With Thanksgiving only weeks away, many Americans are already sweating the annual battle with those dreaded holiday pounds. Each year the parade of traditional and delicious, yet often unhealthy dishes marches down Main Street USA but instead of leaving the streets full of confetti, they leave your body full on confatty. With this in mind, we thought we would give you a few tips, ammunition if you will, to help you plant your victory flag at the top of the holiday hill.
- Eat a healthy snack before going to the party. Plenty of studies have shown that the hungrier you are, the poorer the food choices you will make. In order to keep yourself from stuffing yourself with stuffing, eat a healthy snack before you leave your home. You will feel fuller and be less likely to make poor food choices once you arrive.
- Substitute healthier ingredients and recipes. Many people shun this obvious yet controversial advice. The mentality is that Americans want to eat traditional dishes that bring them comfort and memories of holidays past. This is easy to poke holes in. Your traditional dishes were once not so traditional. Do you think the pilgrims split green bean casserole with the Indians? And where did they get the marshmallows to top the candied yams? Start your own new traditions with healthier food choices. In a few years they will be just as much a part of the tradition as your Uncle Larry’s old high school football stories.
- Practice portion control. I want you to think of your plate as a pie chart. In order to avoid a waistline that rivals old Saint Nick himself come December 25th, you have to start eating well at Thanksgiving. According to choosemyplate.gov, 50% of your plate should be composed of fresh fruit and vegetables, with another 40-50% composed of heart-healthy whole grains, and the other 40-50% composed of proteins. This means no skipping the spinach for extra mashed potatoes and gravy. Follow this and you will be ahead of the game come spring and the dash to be bathing suit ready!
- Run it off. Exercise is well established in the battle to control blood sugar regulation and increase dopamine production which decreases cravings for comfort foods.
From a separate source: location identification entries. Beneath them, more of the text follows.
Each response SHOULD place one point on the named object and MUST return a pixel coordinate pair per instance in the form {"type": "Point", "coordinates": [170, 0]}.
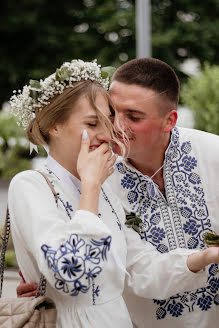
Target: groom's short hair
{"type": "Point", "coordinates": [150, 73]}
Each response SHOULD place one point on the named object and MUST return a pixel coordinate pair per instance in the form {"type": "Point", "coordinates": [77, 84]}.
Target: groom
{"type": "Point", "coordinates": [170, 181]}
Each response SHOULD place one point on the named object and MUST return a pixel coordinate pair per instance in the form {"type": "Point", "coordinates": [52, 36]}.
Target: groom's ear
{"type": "Point", "coordinates": [170, 121]}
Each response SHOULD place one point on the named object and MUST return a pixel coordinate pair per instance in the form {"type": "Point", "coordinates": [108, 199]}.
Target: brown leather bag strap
{"type": "Point", "coordinates": [5, 236]}
{"type": "Point", "coordinates": [50, 185]}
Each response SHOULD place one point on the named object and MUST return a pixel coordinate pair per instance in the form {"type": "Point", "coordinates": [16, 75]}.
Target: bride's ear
{"type": "Point", "coordinates": [55, 131]}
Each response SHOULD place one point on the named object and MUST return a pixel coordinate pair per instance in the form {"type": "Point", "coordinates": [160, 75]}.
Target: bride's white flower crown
{"type": "Point", "coordinates": [37, 93]}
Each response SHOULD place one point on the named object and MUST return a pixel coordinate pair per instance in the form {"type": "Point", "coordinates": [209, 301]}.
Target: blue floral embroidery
{"type": "Point", "coordinates": [75, 263]}
{"type": "Point", "coordinates": [190, 219]}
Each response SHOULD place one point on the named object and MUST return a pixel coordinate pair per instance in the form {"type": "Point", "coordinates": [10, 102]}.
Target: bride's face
{"type": "Point", "coordinates": [67, 136]}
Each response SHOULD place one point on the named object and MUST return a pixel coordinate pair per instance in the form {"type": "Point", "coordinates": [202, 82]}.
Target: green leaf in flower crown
{"type": "Point", "coordinates": [62, 74]}
{"type": "Point", "coordinates": [35, 89]}
{"type": "Point", "coordinates": [107, 71]}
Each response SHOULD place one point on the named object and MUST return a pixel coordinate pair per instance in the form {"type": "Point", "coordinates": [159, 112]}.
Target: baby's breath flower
{"type": "Point", "coordinates": [37, 93]}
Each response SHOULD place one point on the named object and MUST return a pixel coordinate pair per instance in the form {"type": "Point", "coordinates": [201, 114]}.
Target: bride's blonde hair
{"type": "Point", "coordinates": [60, 108]}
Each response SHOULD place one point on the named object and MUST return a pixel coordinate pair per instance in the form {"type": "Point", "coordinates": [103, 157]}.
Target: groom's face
{"type": "Point", "coordinates": [138, 113]}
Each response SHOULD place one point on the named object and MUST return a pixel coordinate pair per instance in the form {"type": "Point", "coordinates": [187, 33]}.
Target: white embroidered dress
{"type": "Point", "coordinates": [191, 209]}
{"type": "Point", "coordinates": [83, 256]}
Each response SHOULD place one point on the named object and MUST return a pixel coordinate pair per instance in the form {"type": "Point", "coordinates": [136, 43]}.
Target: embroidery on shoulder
{"type": "Point", "coordinates": [76, 263]}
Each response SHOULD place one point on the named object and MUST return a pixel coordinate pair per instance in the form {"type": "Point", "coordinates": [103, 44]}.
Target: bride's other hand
{"type": "Point", "coordinates": [94, 166]}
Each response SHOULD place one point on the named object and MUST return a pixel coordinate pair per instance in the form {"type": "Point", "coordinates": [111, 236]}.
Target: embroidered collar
{"type": "Point", "coordinates": [69, 179]}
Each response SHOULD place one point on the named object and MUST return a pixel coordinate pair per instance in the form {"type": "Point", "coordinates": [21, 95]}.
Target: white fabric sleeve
{"type": "Point", "coordinates": [155, 275]}
{"type": "Point", "coordinates": [69, 253]}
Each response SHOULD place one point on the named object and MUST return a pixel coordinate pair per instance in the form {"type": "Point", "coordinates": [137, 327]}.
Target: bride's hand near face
{"type": "Point", "coordinates": [93, 167]}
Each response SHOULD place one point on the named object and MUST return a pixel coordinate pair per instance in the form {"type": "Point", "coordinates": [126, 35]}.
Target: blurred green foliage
{"type": "Point", "coordinates": [38, 35]}
{"type": "Point", "coordinates": [201, 95]}
{"type": "Point", "coordinates": [14, 147]}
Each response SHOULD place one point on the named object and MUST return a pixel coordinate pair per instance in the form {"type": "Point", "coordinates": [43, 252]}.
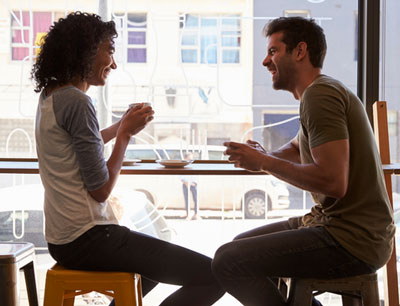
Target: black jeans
{"type": "Point", "coordinates": [248, 267]}
{"type": "Point", "coordinates": [116, 248]}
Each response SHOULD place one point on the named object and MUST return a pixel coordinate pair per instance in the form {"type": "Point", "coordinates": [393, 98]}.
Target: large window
{"type": "Point", "coordinates": [205, 39]}
{"type": "Point", "coordinates": [198, 62]}
{"type": "Point", "coordinates": [131, 42]}
{"type": "Point", "coordinates": [27, 29]}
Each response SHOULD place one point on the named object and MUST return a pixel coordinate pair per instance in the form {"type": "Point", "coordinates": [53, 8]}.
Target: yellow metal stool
{"type": "Point", "coordinates": [62, 285]}
{"type": "Point", "coordinates": [359, 290]}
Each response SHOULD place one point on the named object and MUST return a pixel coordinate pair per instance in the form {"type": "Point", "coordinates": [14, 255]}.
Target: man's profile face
{"type": "Point", "coordinates": [279, 63]}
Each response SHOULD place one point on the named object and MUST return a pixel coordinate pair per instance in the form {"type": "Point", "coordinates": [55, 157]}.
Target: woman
{"type": "Point", "coordinates": [81, 229]}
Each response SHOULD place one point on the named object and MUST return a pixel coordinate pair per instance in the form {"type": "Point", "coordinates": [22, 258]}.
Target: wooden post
{"type": "Point", "coordinates": [382, 141]}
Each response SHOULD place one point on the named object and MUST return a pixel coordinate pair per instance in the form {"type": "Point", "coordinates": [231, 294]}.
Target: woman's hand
{"type": "Point", "coordinates": [135, 119]}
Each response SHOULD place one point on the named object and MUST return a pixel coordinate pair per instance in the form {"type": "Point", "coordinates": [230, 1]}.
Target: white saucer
{"type": "Point", "coordinates": [174, 163]}
{"type": "Point", "coordinates": [130, 162]}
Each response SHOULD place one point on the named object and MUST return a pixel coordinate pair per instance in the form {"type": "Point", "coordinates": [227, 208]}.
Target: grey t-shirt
{"type": "Point", "coordinates": [71, 162]}
{"type": "Point", "coordinates": [361, 221]}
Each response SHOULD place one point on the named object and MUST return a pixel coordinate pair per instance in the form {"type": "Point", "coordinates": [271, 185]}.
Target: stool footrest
{"type": "Point", "coordinates": [62, 285]}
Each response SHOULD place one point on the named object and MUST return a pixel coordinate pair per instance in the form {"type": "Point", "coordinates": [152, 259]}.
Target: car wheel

If you don’t already have a regular exercise plan, start one and stick with it. You don’t have to be a marathon runner. 30 minutes per day 5 days per week of moderate exercise is all you need to maintain a healthy weight.
- Keep Calm and Carry On. Stress is a huge contributing factor in poor food choices. Keep your stress down around the holidays by exercising, meditating, playing music or whatever helps you blow off some steam.
- Mind over matter. The most powerful tool you have to fight holiday weight gain is that lump of gray matter 3 feet above your belly button. A very powerful tool to fight bad food choices is to simply change the way you talk to yourself about foods. Instead of letting bad foods get the best of you by telling yourself “I can’t have that,” empower yourself by telling yourself “I don’t want that.” Knowing that you can eat it if you want but simply choosing not to shifts the power heavily in your favor.
- Eat slowly then wait it out. Chew your food and really experience the flavor. Then, before going for seconds or thirds give yourself a few minutes for your satiety signals to hit your brain. You won’t be unbuttoning your pants or taking shallow breaths at the end of the night when you give your brain time to signal that you are full.
- Don’t blow it out of proportion. One of the biggest things to keep in mind is that, although most Americans gain weight over the holidays, the average weight gain is only 1-2lbs. If you approach all of your holiday meals with a wartime mentality you won’t really enjoy yourself which will set you up for failure in holidays to come. The holidays are for enjoying with close friends and family anyway. With that in mind, just be mindful when making your food choices. You can have some dessert, just don’t have a super-sized portion. You can drink some egg nog, just keep it to a glass to get the flavor. Commit to indulging a little bit but also to being mindful and working it off come spring. You will come out of the holidays with less weight gained and less running to do.